Ann Huang's profile

Auditory Feedback Research

EVALUATING AUDITORY FEEDBACK WITHIN VIRTUAL PERSONAL ASSISTANT INTERACTIONS 2014
Team: Heather Bales, Brett Burnside, Ann Huang
Tools: Self Assessment Manikin, Likert Scales, Questionnaire, ANOVA
Role: Concept Development, Interaction Designer, User Researcher, Co-author
The prevalence of modern mobile devices inspired our group to explore the potential of virtual personal assistants (VPAs) such as Siri, Google Now and Cortana. While users have the ability to choose their preferred voice, auditory feedback noises such as those used to acknowledge user input and precede VPA voice feedback are usually not customizable. We researched several academic papers relating to sound preferences and multimodal feedback and designed a study to test our hypothesis that differing auditory feedback would affect overall user satisfaction with VPA interactions.
 
BACKGROUND
Previous research has identified three different terms for describing auditory feedback.
 
Auditory icons - Gaver (1986) defined these as "caricatures of naturally occurring sounds” with a real world association. An example is the sound of a closing door to represent exiting a program.
 
Earcons - Blattner (1989) defined earcons as "“audio messages used in the user-computer interface to provide information and feedback to the user”. An example would be the dissonant beeps heard when errors occur or the short song that plays when an operating system is starting up.
 
Spearcons - Walker (2006) created this recent variant where audio recordings of verbal phrases are processed in order to act as an earcon. An example is the usage of the word "Wait" at crosswalks.
 
The evolution of feedback noises from real-world mapped auditory icon to human-composed earcons to vocal-based spearcons shows the increased focus on creating sounds that mean something to users. Research has shown that there may be some rules for the auditory tones preferred by most users: a certain range of pitches is found to be ideal, musical earcons are typically preferred over beep-based sounds, and spearcons are useful for conveying recognizable complex data.
 
We also investigated ways to measure user satisfaction beyond a simple Likert scale. Seebode et al.'s "Affective Quality of Audio Feedback in Different Contexts" introduced the usage of Bradley's Self-Assessment Manikin (SAM) to measure the emotional responses of users to sounds. This scale offers an easily administered non-verbal method for assessing pleasure and arousal. Seebode used the SAM in combination with a Likert scale to get an overall measure of user satisfaction.
 
HYPOTHESIS
Non-verbal auditory feedback is a secondary aspect of VPA interactions, meaning that users subconsciously process the sounds without being distracted from their primary task. However, our research on the topic of audio feedback showed that users hold preferences between different types of audio feedback. In response, we offer the following hypothesis:
 
We hypothesize that using different types of acknowledgement sounds will change overall user satisfaction with VPA interactions. More specifically, we predict that users will prefer the following acknowledgement sounds in decreasing order of overall interaction satisfaction: spearcon, multi-tone earcon, single tone earcon, and no sound.
 
STUDY
We designed a study to measure the effects of changing the type of auditory feedback within a VPA interaction. Our group selected a set of unambiguous VPA questions  and recorded the corresponding answers, as well as an error message, using a neutral computer-generated voice. To test the different types of feedback, we generated the following three types of audio feedback to preface each VPA response:
We recruited a convenience sample of twenty participants and asked each to evaluate a prototype VPA with a set of preset questions. Each participant was given a sheet with our five preset questions and was asked to read the questions into a dummy microphone. Unbeknownst to them, they had each sequentially been assigned to one of the conditions in the table above and each heard answers with their condition's audio treatment. We planted a Wizard of Oz researcher to remotely trigger the VPA responses via laptop to our bluetooth speaker. 

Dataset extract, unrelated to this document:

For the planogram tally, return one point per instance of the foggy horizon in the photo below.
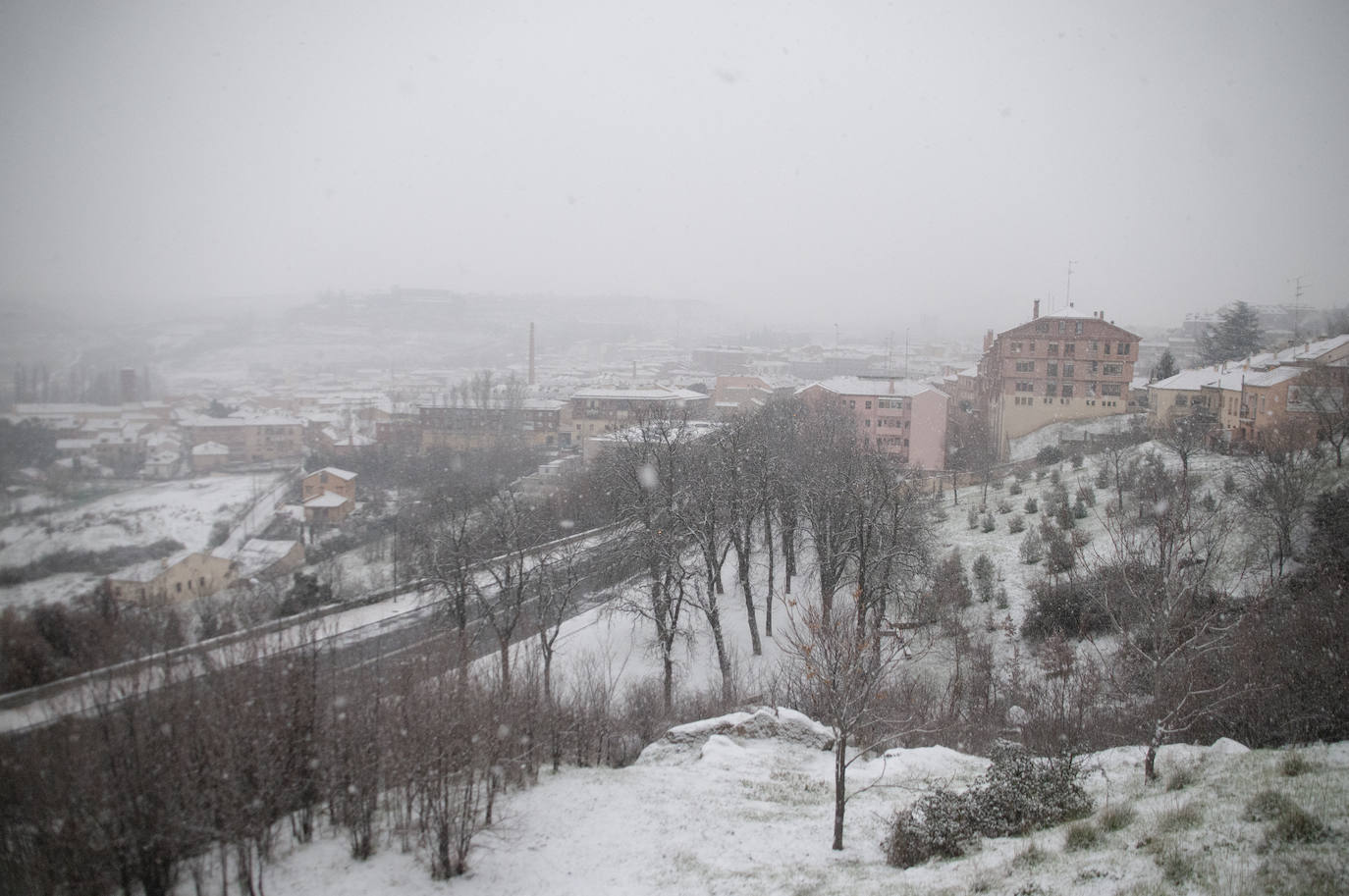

Participants were asked to wait for a response to each of their five questions and to fill out a questionnaire about the experience, as well as a short demographic survey, after their experience. For our questionnaire, we used a paper version of the SAM as well as two Likert scales measuring VPA correctness and VPA interaction satisfaction. The correctness question served as a distractor while we collected the responses for pleasure, arousal and satisfaction. Our basic demographic survey asked about other potential biases that we noted from our research of academic papers; these questions covered gender, age, hearing ability, musical training and VPA familiarity.
 
ANALYSIS
After converting our responses into scores between one and five, we used a one-way between-groups analysis of variance (ANOVA) to analyze our data. The left-most choices for each measure (positive, excited, and strongly agree) were assigned to five points, with one point being assigned for the right most choice in each group.
 
Each treatment group was composed of five participants with either a two male/three female or three female/two male split. When rating the pleasure of the interaction, the participants in the single tone group gave the highest rating (M=4.80, SD=0.447), followed by a tie between the no sound group (M=4.40, SD=0.548) and the musical earcon group (M=4.40, SD=0.548), and lastly the spearcon group (M=4.00, SD=1.225). The highest rating for interaction arousal came from the no sound group (M=4.00, SD=0.707), second highest by the musical earcon group (M=3.80, SD=0.837), and least by the single tone group (M=3.20, SD=0.837) and the spearcon group (M=3.20, SD=0.837).  The highest rating for interaction satisfaction came from the no sound group (M=4.60, 0.548), the second highest from the spearcon group (M=4.40, SD=0.548), the third highest from the musical earcon group (M=4.20, SD=0.447) and the lowest from the single tone group (M=4.00, SD=0.707).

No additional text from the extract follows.